Texas Farm Bureau members convene each year at the annual meeting, where they vote on proposed resolutions to be included in the organization's policy book. All approved resolutions are included in member-directed policy, which governs the organization's response to current agricultural and rural issues.

Nationally, Texas Farm Bureau is affiliated with the American Farm Bureau Federation—a network of more than 6 million members across all 50 states.

== History ==
The Texas Farm Bureau was established in 1933. During the Great Depression, Texas Farm Bureau was reorganized as the “Texas Agricultural Association” on March 6, 1934, in Dallas. In 1938, Texas Agricultural Association members voted to move the headquarters 90 mi south to Waco. The organization operated for seven years under that name until members voted to restore the organization back to “Texas Farm Bureau” in 1941.

Over the next 70 years, Texas Farm Bureau grew from 15,630 member families to more than 500,000 member families.

During its history, the organization has helped bring electricity and phone service to rural communities, establish a successful farm-to-market road system in Texas and enact effective national farm policy.

== Services ==
Texas Farm Bureau works with legislators in Austin and Washington, D.C., as well as frequently addresses issues in the courts and in the regulatory process, to support the needs of farmers and ranchers in rural Texas.

The organization's communications products keep members informed of current legislation and issues that affect their daily operations. Texas Farm Bureau produces two member publications: Texas Agriculture for agricultural producers and Texas Neighbors for non-producing members. News services also include a television program, “Voices of Agriculture,” on RFD-TV, and the “Texas Farm Bureau Radio Network,” which has more than 60 affiliate radio stations across Texas.

The organization also connects with its statewide membership through its website and by participating in social media, including Facebook, Twitter and Instagram. TFB also has a consumer-oriented blog, Texas Table Top, and a weekly editorial, Your Texas Agriculture Minute'.

Several programs and services are offered to Texas Farm Bureau members. Many focus on developing rural youth and educating the public about agriculture, such as Ag in the Classroom; the Planet Agriculture exhibit; AgLead and FarmLead; youth scholarships; and the Young Farmers and Ranchers program. Additional member services include insurance and other financial services; estate planning; trespassing rewards; and commodity market information.

== Drought in Texas ==
In 2011, Texas farmers and ranchers experienced one of the worst droughts on record. As of August 2011, the state's economic losses to agriculture totaled $5.2 billion as a result of extreme drought conditions. The 2011 Southern US drought spread across the entire lower-third of the United States, and in Texas, 213 of the 254 counties were declared primary natural disaster areas.
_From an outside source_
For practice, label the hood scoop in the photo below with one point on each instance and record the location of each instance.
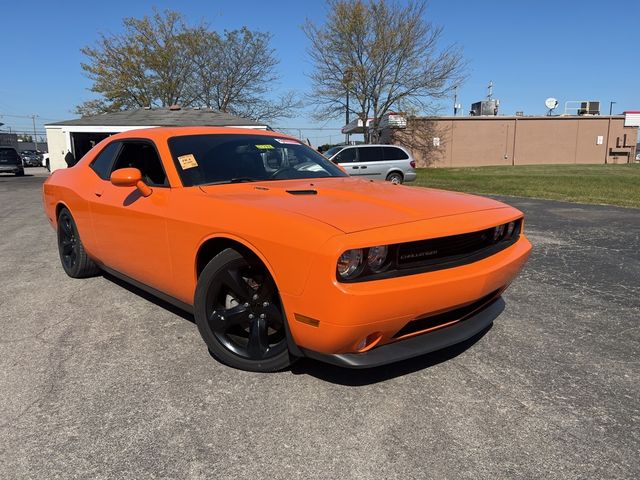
(302, 192)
Scarce water supplies are destroying crops and livestock herds throughout the region.

Extreme drought conditions spurred wildfires, which burned almost 3.5 e6acre of land in Texas since the fire season began on Nov. 15, 2010. Farmers and ranchers, as well as rural Texas residents, have relied on the Texas Forest Service, volunteer fire departments and other federal and state agencies to protect their homes and land from the 18,300 fires reported. Farmers and ranchers can receive assistance during the drought from their county Farm Bureau office, as well as from the state organization through the Texas Farm Bureau drought website.